After that, AI can be applied to that data to give marketers nuanced, actionable insights on consumer preferences. That AI first creates accurate audience profiles based on variables such as age, gender, family, location, income, education, occupation and more. Then it shows what each audience buys, what brands they prefer, and what media they consume or sites they visit. Finally, AI provides detailed information on engagement, further breaking down audiences into passers-by, regulars and fanatics. With all these insights, organizations can better reach the right consumers with relevant ads.
By using AI and ML to create models, marketers can gain a better view of consumer behavior in the future. Think about it as having a sort of crystal ball: an opportunity to identify the next best offer, next best action, next new customer, etc. To do this, AI analyzes massive quantities of past data to identify historical consumer patterns, including both industry-wide and brand-specific, then uncovers the impacts of those trends. Which led to a sale? Which didn’t?
With that information, organizations can anticipate future patterns and decide how they should adjust and optimize advertising efforts when those trends occur.

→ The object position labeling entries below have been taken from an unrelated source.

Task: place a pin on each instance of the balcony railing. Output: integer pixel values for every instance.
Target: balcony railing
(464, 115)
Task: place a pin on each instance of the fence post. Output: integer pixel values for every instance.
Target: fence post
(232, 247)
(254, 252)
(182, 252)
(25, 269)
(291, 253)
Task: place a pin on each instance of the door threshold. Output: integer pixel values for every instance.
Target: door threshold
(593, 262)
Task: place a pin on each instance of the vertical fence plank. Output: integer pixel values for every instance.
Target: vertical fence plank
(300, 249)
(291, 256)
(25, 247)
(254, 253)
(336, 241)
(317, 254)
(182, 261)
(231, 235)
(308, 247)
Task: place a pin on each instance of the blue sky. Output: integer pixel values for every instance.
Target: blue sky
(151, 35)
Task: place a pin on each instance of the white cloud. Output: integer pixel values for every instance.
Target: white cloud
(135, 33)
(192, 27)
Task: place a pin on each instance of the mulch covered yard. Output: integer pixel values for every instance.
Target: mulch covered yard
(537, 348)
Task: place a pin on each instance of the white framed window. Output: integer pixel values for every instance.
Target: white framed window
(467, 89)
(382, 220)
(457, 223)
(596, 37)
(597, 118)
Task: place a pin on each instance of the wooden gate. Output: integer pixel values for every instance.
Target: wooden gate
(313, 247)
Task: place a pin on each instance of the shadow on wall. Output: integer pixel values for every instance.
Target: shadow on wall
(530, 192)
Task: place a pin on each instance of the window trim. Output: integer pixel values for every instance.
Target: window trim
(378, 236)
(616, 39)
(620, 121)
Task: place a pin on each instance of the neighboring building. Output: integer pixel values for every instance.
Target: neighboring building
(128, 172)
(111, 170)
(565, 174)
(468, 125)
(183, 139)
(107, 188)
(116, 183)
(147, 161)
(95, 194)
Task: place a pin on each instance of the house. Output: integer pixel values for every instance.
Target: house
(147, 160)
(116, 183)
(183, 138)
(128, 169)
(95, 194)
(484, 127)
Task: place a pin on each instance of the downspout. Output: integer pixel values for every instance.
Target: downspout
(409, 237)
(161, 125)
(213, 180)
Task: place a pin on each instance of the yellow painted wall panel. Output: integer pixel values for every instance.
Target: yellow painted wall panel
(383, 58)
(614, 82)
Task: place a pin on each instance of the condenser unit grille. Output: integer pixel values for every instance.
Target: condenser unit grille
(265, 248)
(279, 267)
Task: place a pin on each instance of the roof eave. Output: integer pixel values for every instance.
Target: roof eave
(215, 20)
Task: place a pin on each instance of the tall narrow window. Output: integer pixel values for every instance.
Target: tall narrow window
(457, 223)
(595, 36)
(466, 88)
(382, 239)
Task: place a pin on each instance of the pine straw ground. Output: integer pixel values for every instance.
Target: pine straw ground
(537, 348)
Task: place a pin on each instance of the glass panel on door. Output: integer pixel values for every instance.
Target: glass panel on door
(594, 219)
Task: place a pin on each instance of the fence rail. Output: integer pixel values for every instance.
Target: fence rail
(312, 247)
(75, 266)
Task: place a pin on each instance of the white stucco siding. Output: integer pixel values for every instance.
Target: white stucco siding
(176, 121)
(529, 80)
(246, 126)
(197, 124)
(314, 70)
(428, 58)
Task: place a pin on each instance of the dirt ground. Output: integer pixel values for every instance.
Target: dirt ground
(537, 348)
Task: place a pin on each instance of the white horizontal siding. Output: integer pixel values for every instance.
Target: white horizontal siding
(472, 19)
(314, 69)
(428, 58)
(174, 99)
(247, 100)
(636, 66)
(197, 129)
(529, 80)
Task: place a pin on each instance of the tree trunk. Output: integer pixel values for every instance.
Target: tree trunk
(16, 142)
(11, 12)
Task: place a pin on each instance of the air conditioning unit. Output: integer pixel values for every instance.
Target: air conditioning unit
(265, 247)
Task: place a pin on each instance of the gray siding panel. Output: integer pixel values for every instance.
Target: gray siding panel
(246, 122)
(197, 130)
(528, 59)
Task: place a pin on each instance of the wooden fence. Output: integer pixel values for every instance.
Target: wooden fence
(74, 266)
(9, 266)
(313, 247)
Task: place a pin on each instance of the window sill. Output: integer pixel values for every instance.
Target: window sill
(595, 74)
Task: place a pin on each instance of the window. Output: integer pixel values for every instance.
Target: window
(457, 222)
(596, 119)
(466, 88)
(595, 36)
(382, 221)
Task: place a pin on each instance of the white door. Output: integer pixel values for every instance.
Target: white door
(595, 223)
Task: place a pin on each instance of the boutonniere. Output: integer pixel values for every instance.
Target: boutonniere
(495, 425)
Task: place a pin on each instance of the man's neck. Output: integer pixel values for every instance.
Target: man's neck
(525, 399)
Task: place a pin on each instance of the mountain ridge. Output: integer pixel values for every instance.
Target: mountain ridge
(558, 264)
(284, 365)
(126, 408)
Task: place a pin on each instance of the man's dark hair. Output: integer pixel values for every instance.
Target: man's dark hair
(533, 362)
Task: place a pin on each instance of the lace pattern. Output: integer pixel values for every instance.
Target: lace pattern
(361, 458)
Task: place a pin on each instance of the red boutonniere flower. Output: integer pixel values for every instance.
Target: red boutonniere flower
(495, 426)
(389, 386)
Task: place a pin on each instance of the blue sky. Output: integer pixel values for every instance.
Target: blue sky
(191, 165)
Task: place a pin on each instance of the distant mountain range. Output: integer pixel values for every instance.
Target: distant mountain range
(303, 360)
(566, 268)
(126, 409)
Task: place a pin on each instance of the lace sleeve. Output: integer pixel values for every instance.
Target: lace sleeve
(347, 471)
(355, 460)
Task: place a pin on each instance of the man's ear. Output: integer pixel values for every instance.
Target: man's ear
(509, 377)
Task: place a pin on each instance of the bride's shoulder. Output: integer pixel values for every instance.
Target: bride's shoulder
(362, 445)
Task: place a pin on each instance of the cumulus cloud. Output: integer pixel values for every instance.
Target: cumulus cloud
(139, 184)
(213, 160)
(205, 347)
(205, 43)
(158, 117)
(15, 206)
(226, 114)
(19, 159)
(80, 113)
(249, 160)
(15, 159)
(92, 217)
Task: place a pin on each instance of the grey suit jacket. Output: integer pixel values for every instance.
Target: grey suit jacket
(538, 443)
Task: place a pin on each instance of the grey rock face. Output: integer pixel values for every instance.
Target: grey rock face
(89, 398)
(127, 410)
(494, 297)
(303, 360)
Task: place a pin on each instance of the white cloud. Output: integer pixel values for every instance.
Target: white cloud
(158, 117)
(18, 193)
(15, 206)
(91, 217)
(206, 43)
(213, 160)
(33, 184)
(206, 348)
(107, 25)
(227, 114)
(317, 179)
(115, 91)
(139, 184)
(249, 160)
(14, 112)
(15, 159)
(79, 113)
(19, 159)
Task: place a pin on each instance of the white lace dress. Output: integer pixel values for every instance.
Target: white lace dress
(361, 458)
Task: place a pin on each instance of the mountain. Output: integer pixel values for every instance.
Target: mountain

For example, in the month after COVID locked us down in the spring of 2020, automotive dealer and car comparison websites saw a significant decline in traffic. This seemed to be a predictable outcome from economic and social uncertainty, which most in the industry likely expected to continue indefinitely.
However, after a month of decline, automotive dealer and car comparison web traffic suddenly began to spike, nearly reaching pre-pandemic levels by the following month, reportedly due to public transit and air travel being deemed risky and scaling down drastically. If car dealers had seen the data unfold earlier, they could have tapped into this new demand and acted on it.
AI Delivers Easy Insights
Making sense of massive data sets is difficult or impossible to do manually, especially for marketers that lack deep analytics or data science experience. But AI can provide clear, streamlined insights from data. They shouldn’t feel intimidated, though, as it doesn’t take technical expertise to grasp and act on these insights. Luckily, AI and ML tech is already embedded into a number of marketing and advertising technology platforms and tools out there today, and marketers need to primarily understand the three basic values from AI – patterns, preferences and predictions – to effectively employ this technology and improve key business outcomes.